Das ist in den Augen von Peter Auer durchaus löblich. „Aber“, fügt er kritisch hinzu, „was nützt ein gutes System und ein dichtes Netz, wenn die Nutzer darüber nicht ausreichend informiert werden? Vor allem Alperia sollte ihre Hausaugaben besser machen.“

Für den Experten Harald Reiterer ist völlig klar, wie die E-Mobility der Zukunft ausschauen muss. „Der Zugang zu den Ladestationen muss niederschwellig sein“, sagt er, „dazu gibt es auch eine europäische Richtlinie, die darauf hinweist, dass Ladestationen spontan nutzbar sein müssen.“ Ihm sind in Südtirol keine gravierenden Probleme mit dem Aufladen von Elektrofahrzeugen bekannt, trotzdem kommen von Nutzern immer wieder Anregungen und Beschwerden. Man könnte eben doch einiges besser machen.

„Wir hatten einige Probleme mit der Rechnungslegung“, sagt Massimo Minighini, Leiter Technischer Bereich der Gesellschaft Alperia Smart Mobility, „aber innerhalb Weihnachten sollte es möglich sein, mit der eigenen Kreditkarte zu laden.“ Er weist außerdem drauf hin, dass Südtirol in Sachen Elektromobilität sicherlich eine Vorreiterrolle in Italien einnehme, kaum eine andere Region ist so gut mit Ladestationen versorgt.
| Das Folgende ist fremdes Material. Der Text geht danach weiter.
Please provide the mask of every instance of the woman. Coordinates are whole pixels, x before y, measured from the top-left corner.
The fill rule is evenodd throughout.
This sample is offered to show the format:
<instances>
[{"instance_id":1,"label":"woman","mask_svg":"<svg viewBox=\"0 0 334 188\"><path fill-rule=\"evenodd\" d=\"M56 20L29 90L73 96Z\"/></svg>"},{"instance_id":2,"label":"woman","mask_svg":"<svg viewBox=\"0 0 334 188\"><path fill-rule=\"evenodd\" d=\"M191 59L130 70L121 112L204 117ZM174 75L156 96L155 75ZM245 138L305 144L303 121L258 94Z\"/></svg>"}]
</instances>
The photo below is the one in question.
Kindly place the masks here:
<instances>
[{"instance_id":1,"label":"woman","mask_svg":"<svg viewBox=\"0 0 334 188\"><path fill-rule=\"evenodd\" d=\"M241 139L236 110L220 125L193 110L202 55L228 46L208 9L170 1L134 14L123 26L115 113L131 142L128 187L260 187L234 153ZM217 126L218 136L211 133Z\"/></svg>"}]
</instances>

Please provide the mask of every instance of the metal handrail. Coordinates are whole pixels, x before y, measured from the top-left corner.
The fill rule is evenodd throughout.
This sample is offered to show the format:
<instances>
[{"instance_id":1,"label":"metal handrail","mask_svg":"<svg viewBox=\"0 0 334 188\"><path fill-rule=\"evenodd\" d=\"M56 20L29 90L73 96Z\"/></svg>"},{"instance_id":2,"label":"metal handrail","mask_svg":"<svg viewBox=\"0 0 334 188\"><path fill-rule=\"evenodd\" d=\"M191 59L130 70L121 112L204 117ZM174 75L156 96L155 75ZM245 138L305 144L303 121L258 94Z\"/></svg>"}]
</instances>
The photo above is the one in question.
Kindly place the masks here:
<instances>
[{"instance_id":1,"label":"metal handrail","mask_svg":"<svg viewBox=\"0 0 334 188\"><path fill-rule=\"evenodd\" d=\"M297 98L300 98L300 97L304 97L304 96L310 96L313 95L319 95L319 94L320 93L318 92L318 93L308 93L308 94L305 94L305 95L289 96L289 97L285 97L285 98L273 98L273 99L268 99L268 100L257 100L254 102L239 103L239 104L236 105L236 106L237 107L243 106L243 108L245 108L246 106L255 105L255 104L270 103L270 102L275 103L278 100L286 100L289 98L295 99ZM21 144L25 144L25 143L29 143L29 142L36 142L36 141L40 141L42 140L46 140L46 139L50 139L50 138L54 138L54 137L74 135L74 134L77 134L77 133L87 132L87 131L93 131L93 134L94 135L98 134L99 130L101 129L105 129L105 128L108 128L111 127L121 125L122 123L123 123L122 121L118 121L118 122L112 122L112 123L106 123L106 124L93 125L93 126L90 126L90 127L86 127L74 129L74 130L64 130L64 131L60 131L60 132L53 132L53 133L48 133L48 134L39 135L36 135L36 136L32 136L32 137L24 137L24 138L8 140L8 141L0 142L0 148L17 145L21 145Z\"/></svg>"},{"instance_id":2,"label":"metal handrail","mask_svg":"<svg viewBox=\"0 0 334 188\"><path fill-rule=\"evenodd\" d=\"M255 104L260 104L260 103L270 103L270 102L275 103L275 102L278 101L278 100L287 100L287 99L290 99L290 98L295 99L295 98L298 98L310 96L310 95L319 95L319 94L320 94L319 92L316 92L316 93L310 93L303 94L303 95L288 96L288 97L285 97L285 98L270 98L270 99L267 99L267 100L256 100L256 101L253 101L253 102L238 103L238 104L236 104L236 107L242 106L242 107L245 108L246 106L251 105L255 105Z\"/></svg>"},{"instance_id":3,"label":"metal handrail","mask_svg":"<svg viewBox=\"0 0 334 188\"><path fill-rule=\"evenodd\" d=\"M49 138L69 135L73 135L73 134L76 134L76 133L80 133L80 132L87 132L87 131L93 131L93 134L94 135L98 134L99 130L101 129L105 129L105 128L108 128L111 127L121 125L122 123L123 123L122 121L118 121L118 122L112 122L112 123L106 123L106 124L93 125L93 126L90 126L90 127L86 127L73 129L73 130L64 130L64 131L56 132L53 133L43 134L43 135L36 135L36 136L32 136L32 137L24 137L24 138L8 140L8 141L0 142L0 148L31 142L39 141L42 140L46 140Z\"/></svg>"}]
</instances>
Außerdem könne man mittlerweile auch über das Ladenetzwerk „New Motion“ an den Alperia-Säulen tanken, das ist mit rund 100.000 Klienten der größte Anbieter in Europa. Und auch die Prepaid-Karten sollten mittlerweile wieder an sämtlichen Verkaufsstellen verfügbar sein.

„Und trotzdem“, erklärt Peter Auer, „täte Südtirol gut daran, sich stärker an europäischen Lösungen zu orientieren und nicht ein eigenes Inselsystem zu schaffen, das für Gäste nur schwer durchschaubar ist.“ Vor allem aber sollte man die Informationen für die Nutzer besser zugänglich machen. Denn was nützt das beste Ladesystem, wenn die Betroffenen nichts davon wissen?